One of the favourite films of my student years was "Slaughterhouse Five" (1972) directed by George Roy Hill, who was more famous for off-beat comedies like "The World According to Garp", "The Sting", and "Butch Cassidy and the Sundance Kid". "Slaughterhouse" was a whacky and intriguing Sci-Fi/War movie featuring music, strangely enough, completely compiled by Glenn Gould.
The scene behind the opening credits remains vividly implanted in my mind. A mysterious dark-cloaked figure struggles through vast fields of deep pure-white snow. The only noise on the soundtrack is Glenn Gould playing the slow movement of Bach's fifth Klavier Concerto (BWV1056). I had never heard this music before, and it left an indelible impression.
In creating a new arrangement of the work, particularly one that used neither the original harpsichord nor Glenn's instrument of choice, I wasn't concerned about evoking the film, only about revelling in the searing beauty of the music.
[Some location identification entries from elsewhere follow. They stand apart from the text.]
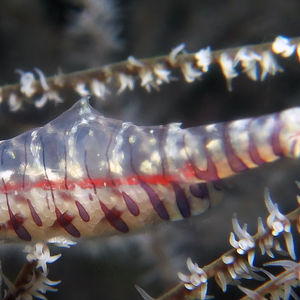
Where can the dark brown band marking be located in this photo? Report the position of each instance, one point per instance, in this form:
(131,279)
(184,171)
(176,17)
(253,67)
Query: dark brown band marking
(157,204)
(25,161)
(36,218)
(82,212)
(114,219)
(131,205)
(16,222)
(211,171)
(66,165)
(235,163)
(65,221)
(88,173)
(199,190)
(181,200)
(275,137)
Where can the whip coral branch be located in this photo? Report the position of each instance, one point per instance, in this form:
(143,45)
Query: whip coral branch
(237,263)
(150,72)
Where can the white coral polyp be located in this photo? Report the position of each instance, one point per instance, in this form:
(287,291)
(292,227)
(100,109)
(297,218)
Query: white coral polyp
(282,46)
(203,58)
(27,83)
(40,253)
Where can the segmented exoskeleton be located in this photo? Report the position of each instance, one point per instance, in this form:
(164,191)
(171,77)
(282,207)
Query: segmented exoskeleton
(83,174)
It is a mark of Bach's brilliance that he ever thought the third, long-sustained note of the melody, would make sense on the short-lived resonance of a harpsichord. Somehow, magically, it does, but giving that melody to violin releases the sustain of that pitch from the imaginary realm into firm reality. Like most Bach, the exact instrument playing at any moment is rarely as important as the melodic shape that it describes.
I am no specialist in Baroque music, and have made no attempt at, or gesture towards, authenticity of any form. This is a simple homage to Bach's inimitable genius, and a token of my eternal love for this massive, tiny composition.